Georgia’s college students will pay the same tuition next year — for the first time in at least 14 years.
However, no one in a random sampling of University of North Georgia students Thursday at the Student Center on the Gainesville campus had heard the news announced Tuesday by the Board of Regents.
Most students reacted with a version of “that’s good news,” like Ben Delgado, a nursing student from Gainesville, when told about the decision.
UNG students will pay the same $178.40 per credit hour they currently pay. For a full-time student, tuition, including mandatory fees, will be $2,567.80; the out-of-state rate will be $7,984.60. See other tuition rates in Georgia.
UNG can expect increased money from the state for the next fiscal year, but that amount won’t be known until the budget is adopted. Gov. Nathan Deal’s proposed budget for the University System of Georgia is $100.6 million more than the current budget.
Of that amount, $59.8 million is planned for statewide merit pay and recruitment and retention salary adjustments for state employees. Another $43.5 million would go for enrollment growth and operating costs.
UNG enrollment for fall 2015 was up 7.6 percent to 17,289 students, Kate Maine, UNG’s associated vice president of university relations, said. The Gainesville campus that semester had 7,139 students, about 10 percent more than 2014.
“Because of our increasing enrollment, one of UNG’s most significant priorities is to use any budget increase to hire additional faculty and staff to support academic and student services,” Maine said.
Most state colleges had increases of 2.5 percent in tuition in 2015. Tuition had been increased by that amount for the fourth year in a row.
The Board of Regents had approved some form of tuition increase every year since at least 2002 until Tuesday.
Hank Huckaby, chancellor of the University System of Georgia, said the decision shows the board is “listening to students, their families and legislators” who have voiced concerns about year-over-year tuition hikes in Georgia.
Brandon Davis of Dahlonega and Amber Dean of Helen ventured they might be willing to pay more in tuition — with conditions. Davis said more money might be worth it if the university “redid the facilities” on the Gainesville campus. He pronounced the campus facilities “garbage” now.
Dean, who is majoring in English, said she “might be all right (with an increase) if there was more parking.”
Davis, a pre-med student, greeted the news with “I didn’t even know it was being voted on.”
Austin Bishop, a junior in political science from Gwinnett County, asked “if it (tuition) will go down any?”
Claire Suggs, senior education policy analyst for the Georgia Budget and Policy Institute, said state funding per full-time equivalent student has dropped 33.7 percent, or an inflation-adjusted 50.4 percent, since the 2001 fiscal year.
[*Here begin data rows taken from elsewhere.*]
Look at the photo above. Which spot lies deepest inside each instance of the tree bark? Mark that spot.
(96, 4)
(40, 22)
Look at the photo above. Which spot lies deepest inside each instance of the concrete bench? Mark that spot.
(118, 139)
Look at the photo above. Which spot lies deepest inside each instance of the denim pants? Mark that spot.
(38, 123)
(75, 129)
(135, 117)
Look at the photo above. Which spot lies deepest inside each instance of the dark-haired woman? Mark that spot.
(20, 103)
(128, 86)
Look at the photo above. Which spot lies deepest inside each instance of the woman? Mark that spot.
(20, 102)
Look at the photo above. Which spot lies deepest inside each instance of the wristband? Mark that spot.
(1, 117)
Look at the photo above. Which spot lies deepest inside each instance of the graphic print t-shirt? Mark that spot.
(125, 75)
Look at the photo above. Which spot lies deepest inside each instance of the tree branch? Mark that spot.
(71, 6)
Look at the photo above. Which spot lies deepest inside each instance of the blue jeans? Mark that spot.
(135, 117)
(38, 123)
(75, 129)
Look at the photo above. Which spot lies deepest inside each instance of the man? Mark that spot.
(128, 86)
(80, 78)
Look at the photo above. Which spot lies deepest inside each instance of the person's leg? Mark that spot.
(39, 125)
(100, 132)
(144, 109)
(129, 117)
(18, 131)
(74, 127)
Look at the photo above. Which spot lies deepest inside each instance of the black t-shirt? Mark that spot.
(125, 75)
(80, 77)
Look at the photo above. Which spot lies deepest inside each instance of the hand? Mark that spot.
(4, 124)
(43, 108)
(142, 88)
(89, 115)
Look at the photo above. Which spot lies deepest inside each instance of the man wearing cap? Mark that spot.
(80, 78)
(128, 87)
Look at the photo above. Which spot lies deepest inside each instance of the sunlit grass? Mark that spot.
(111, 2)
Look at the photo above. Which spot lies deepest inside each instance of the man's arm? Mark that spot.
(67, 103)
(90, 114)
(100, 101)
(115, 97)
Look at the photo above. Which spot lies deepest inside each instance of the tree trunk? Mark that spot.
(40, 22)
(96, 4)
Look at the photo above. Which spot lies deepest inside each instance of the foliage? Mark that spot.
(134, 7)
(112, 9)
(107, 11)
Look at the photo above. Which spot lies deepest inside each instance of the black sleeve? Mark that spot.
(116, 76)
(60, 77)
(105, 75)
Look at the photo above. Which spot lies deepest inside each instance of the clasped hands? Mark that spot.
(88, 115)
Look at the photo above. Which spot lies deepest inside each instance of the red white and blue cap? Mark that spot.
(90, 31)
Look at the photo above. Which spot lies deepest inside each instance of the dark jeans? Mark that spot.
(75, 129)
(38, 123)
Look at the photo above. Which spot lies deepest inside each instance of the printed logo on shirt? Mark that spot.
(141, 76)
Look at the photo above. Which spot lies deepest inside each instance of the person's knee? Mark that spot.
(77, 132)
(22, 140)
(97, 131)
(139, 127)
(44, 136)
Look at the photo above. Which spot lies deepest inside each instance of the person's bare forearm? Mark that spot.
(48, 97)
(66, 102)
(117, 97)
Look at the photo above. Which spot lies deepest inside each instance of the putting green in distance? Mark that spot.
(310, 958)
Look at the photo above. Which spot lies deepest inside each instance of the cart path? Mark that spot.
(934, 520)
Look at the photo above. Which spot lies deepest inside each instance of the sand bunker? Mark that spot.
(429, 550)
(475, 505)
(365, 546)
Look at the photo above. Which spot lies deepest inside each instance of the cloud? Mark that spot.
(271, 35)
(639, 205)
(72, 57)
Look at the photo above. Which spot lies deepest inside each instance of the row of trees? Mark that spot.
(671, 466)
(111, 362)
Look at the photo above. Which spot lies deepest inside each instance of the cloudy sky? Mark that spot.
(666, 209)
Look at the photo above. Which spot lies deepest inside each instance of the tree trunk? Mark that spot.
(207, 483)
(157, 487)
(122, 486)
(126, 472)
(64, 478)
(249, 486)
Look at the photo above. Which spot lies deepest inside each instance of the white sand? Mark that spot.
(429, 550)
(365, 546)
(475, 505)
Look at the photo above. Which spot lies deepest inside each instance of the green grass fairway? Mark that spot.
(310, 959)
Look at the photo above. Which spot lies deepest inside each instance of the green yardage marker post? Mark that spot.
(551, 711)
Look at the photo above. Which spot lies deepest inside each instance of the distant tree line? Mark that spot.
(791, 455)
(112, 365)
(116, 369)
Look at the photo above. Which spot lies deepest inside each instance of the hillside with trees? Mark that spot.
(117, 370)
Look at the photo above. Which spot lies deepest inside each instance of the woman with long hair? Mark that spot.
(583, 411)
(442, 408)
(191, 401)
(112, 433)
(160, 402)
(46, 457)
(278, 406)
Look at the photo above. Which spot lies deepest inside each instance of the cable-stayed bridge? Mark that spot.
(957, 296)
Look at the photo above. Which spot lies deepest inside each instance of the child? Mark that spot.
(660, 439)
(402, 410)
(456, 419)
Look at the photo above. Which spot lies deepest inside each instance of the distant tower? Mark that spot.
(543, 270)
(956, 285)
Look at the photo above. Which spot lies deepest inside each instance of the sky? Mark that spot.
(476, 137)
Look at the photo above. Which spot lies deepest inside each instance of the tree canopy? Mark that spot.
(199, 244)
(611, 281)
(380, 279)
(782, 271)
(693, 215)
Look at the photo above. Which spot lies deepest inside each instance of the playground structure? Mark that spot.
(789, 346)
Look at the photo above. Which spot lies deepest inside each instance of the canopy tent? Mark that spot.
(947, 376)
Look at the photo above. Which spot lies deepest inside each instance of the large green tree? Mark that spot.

Tuition covers about 50 percent of the cost of educating students in the system, up from about 25 percent in the 1990s, Suggs said. The tuition hikes were caused by state revenue cuts to higher education, she said.
Half the students interviewed Thursday have scholarships or government grants that pay their tuition.
One student, Alexis Hernandez of Gainesville, said his tuition is paid by scholarships.
“If I were to lose (that), I probably wouldn’t be here,” he said.